The man took a sip from his coffee. As he went to set it back down on the counter, his hands continued to tremble sporadically, his steaming drink splashing onto the faux granite. "It was not a meteor shower," he stated lowly.

Melanie half-smiled; he said it in a way that was so serious, so certain, that she had to humor him. What could this bedraggled man in a trench coat in a coffee shop know about meteor showers? "It wasn't?" she asked. "Then what was it?"

He looked at her so unexpectedly that she almost squirmed away in her seat, the smirk wiped from her countenance. The lines of his face suddenly seemed so deep, his skin slack and sallow with exhaustion. His cheekbones stood out too far and his lips were chapped. There was a crease between his brows of perpetual fatigue, a world-weary set to his jaw. Yet his eyes, a startlingly clear blue, looked impossibly young, new, shining like polished dimes. Young, and anguished—she saw agony, wide-eyed pain, raw and etched into his face like crude scars. All at once she felt it, if only for a moment—a profound grief, something cold twisting in her gut.

I have done everything wrong, said the man's eyes.

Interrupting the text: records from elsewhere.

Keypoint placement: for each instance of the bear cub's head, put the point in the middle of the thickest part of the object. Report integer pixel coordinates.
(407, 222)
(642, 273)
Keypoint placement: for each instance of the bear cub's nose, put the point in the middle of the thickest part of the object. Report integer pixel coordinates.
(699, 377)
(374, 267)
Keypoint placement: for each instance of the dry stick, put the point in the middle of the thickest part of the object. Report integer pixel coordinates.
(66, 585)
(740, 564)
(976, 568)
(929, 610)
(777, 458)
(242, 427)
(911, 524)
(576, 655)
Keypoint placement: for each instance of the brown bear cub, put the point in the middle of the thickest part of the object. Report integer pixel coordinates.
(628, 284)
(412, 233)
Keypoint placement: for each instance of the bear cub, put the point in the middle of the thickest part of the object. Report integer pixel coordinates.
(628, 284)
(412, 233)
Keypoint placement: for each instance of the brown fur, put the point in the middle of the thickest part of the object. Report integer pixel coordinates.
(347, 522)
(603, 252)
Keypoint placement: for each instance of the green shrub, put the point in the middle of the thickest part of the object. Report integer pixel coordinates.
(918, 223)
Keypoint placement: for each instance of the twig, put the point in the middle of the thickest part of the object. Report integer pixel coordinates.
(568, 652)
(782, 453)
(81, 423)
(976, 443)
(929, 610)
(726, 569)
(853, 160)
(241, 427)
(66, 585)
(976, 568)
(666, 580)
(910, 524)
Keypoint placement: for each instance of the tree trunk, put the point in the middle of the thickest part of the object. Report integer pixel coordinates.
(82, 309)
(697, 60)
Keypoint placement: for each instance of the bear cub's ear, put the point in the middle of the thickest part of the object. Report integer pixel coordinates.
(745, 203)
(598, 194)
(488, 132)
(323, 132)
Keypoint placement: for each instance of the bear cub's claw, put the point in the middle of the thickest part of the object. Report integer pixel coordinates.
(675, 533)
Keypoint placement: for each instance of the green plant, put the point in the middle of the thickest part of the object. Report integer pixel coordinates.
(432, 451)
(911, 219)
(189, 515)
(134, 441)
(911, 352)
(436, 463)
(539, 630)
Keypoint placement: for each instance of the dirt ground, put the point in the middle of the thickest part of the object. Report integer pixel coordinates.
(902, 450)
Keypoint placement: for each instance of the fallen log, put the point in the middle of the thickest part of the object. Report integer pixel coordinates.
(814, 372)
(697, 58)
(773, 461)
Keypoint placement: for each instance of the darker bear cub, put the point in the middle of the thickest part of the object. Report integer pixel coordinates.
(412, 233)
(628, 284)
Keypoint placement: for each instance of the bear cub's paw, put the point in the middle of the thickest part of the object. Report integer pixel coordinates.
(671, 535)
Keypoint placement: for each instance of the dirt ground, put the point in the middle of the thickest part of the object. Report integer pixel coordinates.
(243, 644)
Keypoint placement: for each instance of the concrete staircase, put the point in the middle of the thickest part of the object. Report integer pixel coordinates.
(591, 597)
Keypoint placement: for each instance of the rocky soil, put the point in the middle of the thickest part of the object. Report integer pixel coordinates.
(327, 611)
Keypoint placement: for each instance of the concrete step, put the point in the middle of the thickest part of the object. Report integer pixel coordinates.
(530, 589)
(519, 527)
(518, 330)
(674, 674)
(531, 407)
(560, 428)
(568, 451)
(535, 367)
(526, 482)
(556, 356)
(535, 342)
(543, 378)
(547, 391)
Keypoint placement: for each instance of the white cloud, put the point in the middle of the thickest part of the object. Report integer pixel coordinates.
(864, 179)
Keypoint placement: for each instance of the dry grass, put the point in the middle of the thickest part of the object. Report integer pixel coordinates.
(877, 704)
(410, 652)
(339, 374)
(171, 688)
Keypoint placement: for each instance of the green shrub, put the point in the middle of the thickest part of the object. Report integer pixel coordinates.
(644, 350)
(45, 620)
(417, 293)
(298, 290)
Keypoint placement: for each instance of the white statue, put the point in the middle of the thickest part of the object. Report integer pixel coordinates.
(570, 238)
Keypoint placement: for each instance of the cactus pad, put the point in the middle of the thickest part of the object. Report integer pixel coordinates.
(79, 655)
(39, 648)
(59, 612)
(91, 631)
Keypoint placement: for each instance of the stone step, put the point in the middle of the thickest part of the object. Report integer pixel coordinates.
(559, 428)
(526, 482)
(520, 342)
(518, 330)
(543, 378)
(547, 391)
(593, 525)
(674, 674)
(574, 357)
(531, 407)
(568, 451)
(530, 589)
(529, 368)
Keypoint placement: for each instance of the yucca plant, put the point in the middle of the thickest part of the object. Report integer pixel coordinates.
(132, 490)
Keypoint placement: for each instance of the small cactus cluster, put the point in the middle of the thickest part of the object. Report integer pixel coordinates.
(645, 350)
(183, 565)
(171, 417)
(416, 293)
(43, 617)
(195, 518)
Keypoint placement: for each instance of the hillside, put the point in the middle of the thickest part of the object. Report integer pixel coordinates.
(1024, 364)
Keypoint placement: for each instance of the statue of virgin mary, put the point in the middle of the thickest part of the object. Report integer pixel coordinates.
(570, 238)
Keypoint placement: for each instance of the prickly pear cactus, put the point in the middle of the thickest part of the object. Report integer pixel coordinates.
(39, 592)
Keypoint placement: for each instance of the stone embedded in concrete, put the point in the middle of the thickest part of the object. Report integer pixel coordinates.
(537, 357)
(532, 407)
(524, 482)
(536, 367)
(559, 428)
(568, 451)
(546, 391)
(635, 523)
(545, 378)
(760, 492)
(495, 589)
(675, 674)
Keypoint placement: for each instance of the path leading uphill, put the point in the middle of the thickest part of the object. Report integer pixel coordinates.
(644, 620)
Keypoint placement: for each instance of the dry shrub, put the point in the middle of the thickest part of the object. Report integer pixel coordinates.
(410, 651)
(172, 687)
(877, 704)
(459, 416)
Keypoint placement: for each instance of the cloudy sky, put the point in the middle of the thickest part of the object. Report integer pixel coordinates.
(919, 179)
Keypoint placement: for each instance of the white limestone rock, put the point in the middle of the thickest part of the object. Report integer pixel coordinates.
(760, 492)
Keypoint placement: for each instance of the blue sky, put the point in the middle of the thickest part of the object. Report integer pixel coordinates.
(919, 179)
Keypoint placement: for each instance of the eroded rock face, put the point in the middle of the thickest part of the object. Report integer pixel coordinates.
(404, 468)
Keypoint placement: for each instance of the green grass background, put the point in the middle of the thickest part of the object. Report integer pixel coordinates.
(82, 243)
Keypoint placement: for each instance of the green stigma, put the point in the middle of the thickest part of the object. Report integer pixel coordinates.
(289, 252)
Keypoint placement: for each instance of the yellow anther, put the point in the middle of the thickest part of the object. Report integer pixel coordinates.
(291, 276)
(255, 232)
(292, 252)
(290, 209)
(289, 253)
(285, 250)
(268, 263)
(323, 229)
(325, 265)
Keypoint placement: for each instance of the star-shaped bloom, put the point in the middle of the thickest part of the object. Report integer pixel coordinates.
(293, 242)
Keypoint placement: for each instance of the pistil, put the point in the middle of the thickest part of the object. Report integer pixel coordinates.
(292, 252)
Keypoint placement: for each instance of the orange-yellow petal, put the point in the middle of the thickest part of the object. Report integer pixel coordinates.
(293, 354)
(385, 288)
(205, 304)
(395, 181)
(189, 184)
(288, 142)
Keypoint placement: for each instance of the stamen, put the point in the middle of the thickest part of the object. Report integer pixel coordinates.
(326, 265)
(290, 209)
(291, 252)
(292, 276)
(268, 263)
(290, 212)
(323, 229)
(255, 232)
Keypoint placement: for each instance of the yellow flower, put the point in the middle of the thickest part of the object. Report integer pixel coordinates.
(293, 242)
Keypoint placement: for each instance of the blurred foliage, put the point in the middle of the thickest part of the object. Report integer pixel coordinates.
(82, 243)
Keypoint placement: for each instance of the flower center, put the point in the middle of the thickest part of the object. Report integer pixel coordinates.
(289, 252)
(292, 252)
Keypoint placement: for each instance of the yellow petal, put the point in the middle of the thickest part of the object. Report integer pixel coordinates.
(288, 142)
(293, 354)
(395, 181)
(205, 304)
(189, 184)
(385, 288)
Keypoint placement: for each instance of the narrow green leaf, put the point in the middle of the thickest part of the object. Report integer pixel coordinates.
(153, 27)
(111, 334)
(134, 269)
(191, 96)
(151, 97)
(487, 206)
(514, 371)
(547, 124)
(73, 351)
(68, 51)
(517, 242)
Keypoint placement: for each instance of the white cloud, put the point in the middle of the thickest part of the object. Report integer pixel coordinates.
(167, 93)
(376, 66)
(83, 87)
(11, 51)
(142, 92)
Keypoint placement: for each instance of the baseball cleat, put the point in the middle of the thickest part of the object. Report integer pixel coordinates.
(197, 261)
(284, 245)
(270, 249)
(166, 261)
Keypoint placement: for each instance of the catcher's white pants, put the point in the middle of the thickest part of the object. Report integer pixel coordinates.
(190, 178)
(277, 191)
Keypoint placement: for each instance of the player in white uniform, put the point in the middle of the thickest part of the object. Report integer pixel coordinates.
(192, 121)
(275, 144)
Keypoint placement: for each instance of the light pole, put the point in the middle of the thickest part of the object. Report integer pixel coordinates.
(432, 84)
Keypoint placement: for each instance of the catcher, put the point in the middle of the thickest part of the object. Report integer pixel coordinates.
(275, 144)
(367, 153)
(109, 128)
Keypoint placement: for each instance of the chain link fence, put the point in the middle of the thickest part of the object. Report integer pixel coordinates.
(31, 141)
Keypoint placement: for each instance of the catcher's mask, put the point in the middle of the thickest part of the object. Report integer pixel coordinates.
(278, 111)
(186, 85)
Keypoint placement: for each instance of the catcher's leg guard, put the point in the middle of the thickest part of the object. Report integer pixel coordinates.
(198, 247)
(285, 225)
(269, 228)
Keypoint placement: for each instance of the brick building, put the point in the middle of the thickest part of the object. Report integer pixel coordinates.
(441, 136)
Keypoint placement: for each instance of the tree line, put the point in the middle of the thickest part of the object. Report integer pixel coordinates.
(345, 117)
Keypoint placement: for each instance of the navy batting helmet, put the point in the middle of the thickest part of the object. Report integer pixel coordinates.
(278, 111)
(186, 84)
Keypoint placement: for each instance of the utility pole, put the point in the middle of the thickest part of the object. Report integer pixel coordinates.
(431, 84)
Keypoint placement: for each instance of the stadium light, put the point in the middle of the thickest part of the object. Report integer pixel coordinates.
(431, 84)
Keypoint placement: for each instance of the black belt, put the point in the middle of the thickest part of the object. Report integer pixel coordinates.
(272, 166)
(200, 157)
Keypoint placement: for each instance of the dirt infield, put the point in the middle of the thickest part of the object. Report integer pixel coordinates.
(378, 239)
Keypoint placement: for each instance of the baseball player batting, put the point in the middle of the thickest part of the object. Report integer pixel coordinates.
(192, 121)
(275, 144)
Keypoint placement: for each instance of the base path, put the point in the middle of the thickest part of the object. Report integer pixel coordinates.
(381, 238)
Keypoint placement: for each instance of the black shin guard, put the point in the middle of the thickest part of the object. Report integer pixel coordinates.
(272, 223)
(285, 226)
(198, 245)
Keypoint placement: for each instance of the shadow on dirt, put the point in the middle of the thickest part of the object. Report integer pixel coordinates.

"Angels," he said. "They fell."

Melanie watched as he unfolded from his chair, shuffling towards the door, back slanted with the burdens of someone much older than he. The bell sung again as he pushed out onto the street. He stood, unmoving as a statue, outside the café as if he expected to just disappear into the throngs of people, and when he didn't, he dropped his head to his chest and walked away.

"I've never seen anything like it . . ." murmured the astrologist on the television, but Melanie wasn't listening. She watched the man until she couldn't see him anymore and even then kept looking.